How low do we go before that happens? Look at how poor people are in other countries and still aren't threatening their ruling oligarchy at all.

And that is going to happen when all we have are what maybe some AR15s, and they have drones firing precision targeted ordinance at us from 50k feet?

  • > And that is going to happen when all we have are what maybe some AR15s, and they have drones firing precision targeted ordinance at us from 50k feet?

    We have enough guns for every man, woman, and child to have at least one. There aren't enough drones or expensive precision targeted ordinance in the world to defend against that for any length of time. It's another version of the lessons recently taught in Ukraine and Iran.

    Plus I think it is different when a poverty stricken population tries to rise up as compared with one that is historically wealthy. I expect we won't wait until we are actually poor before we collectively decide to refactor our government.

    • I love comments like this, mostly for the unbridled optimism and historical ignorance they embody. If you truly believe that a loose collection of small arms is the kryptonite that the command and control apparatus of the US is vulnerable to I recommend familiarizing yourself with what happened at Waco and Ruby Ridge. Both cases vividly display what a few Suburbans full of motivated feds can do to an entire compound of well-armed civilians over the course of a long weekend.

    • The US has some 5000 nuclear warheads, of the stock we know about at least... Hope you don't live anywhere near a city in the top 500 list I suppose.

      5 replies →

    • Guns will be of little use against drone swarms, or against individual drones thousands of feet in the sky.

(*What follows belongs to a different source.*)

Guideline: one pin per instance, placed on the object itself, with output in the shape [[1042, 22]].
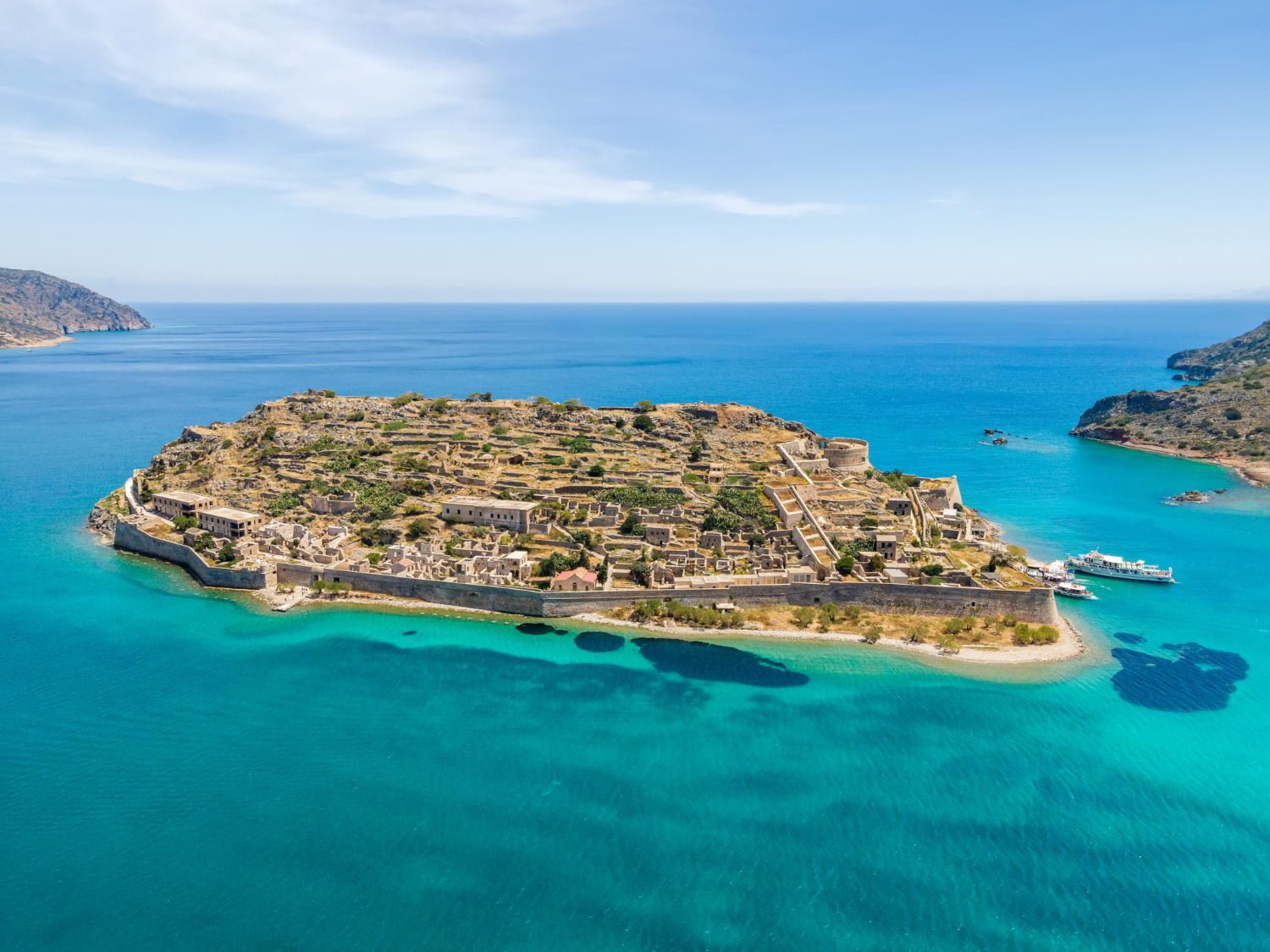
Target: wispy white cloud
[[952, 200], [378, 108]]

      Only drones will be able to battle drones, in the general case.

No they won't, not if they have just enough bread and circuses and someone below them to hate. Boil the frog slowly enough and it'll work out just fine for the capital class.

  • Bread, circus, strife, anger, hopelessness, antinatalist cultural products and it doesn't need anything aggressive or spectacular. People will just cease to reproduce seemingly of their own will. South Korea to the nth power.

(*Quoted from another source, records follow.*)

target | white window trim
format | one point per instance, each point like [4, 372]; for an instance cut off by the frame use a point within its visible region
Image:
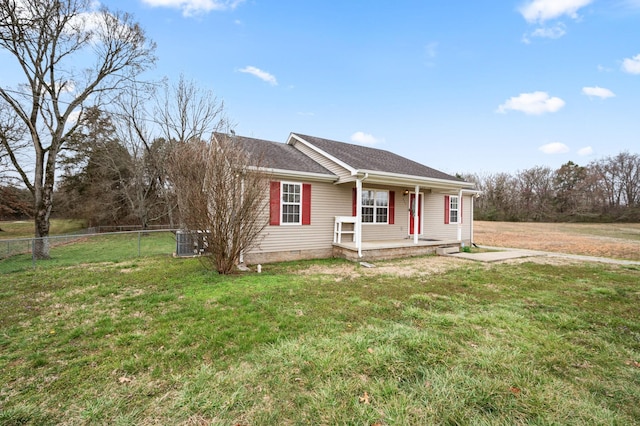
[375, 207]
[282, 204]
[457, 209]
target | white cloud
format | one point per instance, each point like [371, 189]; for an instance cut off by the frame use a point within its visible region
[544, 10]
[598, 92]
[587, 150]
[431, 51]
[556, 31]
[534, 103]
[262, 75]
[195, 7]
[364, 138]
[554, 148]
[631, 65]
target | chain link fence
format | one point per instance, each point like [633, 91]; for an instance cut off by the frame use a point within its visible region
[90, 247]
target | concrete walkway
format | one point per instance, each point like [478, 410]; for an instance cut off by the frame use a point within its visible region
[503, 253]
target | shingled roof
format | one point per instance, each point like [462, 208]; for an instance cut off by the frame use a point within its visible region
[275, 155]
[371, 159]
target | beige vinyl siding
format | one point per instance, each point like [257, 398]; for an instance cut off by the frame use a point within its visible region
[381, 231]
[327, 201]
[334, 168]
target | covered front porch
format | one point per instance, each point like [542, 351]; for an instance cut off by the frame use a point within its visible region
[391, 249]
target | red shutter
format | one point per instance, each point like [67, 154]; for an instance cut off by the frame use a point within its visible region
[274, 203]
[354, 199]
[306, 204]
[446, 209]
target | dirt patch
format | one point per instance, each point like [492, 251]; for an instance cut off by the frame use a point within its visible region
[427, 265]
[603, 240]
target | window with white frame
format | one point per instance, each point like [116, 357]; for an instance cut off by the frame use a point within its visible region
[454, 209]
[291, 203]
[375, 206]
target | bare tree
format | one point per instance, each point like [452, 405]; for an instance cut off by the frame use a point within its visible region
[67, 53]
[534, 190]
[221, 192]
[152, 119]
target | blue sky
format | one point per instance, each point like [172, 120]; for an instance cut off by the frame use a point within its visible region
[463, 86]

  • Yep. Evolutionary way to get to communism where "from each according to his ability, to each according to his needs" [1]

    [1] "https://en.wikipedia.org/wiki/From_each_according_to_his_abi...", circa 1875

    • I don't see how you can relate this to communism. Sounds more like oligarchy/roman empire: a few own almost everything, but most have almost nothing and are being controlled with bread and games. Marxism is the opposite where everything is owned by everyone (in theory).

      3 replies →

hasn't happened in the US yet, and probably won't.

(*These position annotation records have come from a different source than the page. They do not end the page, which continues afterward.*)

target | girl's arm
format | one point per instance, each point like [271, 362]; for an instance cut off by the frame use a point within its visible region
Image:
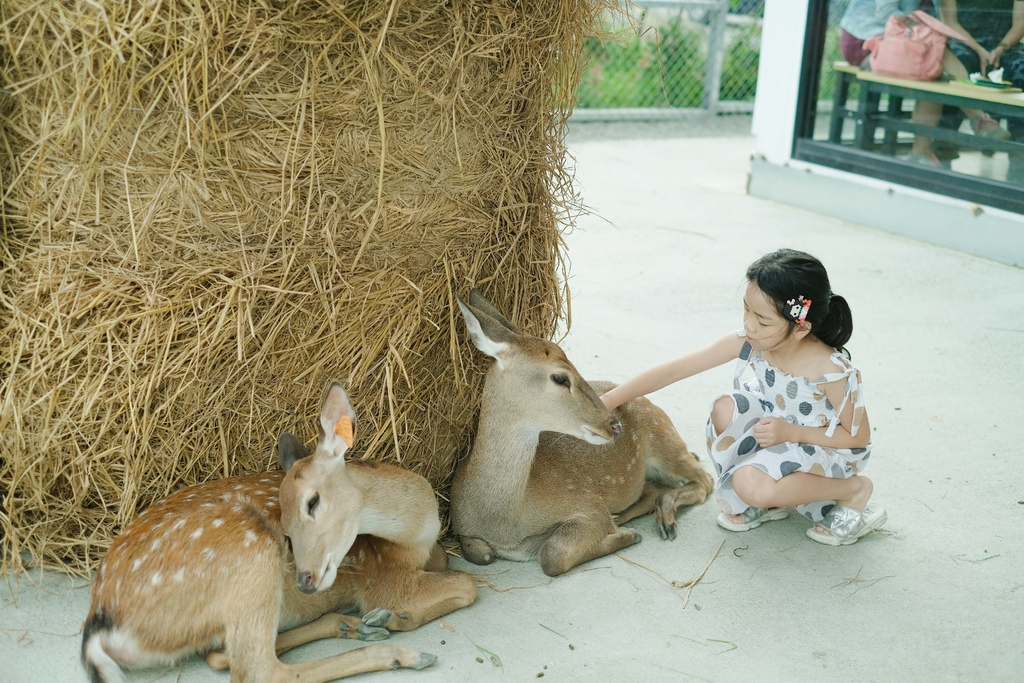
[886, 8]
[947, 12]
[725, 349]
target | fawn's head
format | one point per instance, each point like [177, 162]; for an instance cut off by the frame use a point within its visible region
[320, 506]
[535, 376]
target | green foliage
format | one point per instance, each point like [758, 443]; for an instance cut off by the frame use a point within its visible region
[665, 67]
[826, 84]
[739, 69]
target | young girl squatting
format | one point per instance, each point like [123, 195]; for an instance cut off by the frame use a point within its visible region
[777, 440]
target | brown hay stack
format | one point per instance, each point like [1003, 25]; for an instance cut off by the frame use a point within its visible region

and they have all of the guns and trucks and toxic masculinity culture that requires survivalism and toughness and defending muh freedom

if the yanks won't, why would the public elsewhere?

  • > and they have all of the guns and trucks and toxic masculinity culture that requires survivalism and toughness and defending muh freedom

    Nothing will happen so long as the people are gleefully fighting one another, but if we reach a point where populism rules across the board and bridges the left/right culture war, things could get exciting. There is a reason the elites are spending so much effort stoking culture rivalry in the US.

  • There are plenty of other countries, with different cultures, and different expectations for how things should work. France for instance, is known for having unions that strike, frequently. Socialism isn't a evil concept in some countries. When America has been co-opted by various factions, why would it be up to the "Yanks" to show the rest of the world the way?

    • The French government will be bankrupt in the next couple of years. Over the last 100 years, France went from one of the richest countries in the world to somewhere with a median (not mean) GDP that is considerably lower than Mississippi's. Probably not the example you think it is.

      That being said, if nobody has a job, nobody can afford the stuff being sold then everything collapses. Acting like that isn't true isn't rational either.

      1 reply →

Through what mechanism? In an oligarchy the ultra-wealthy control the government and the government has a monopoly on the use of violence.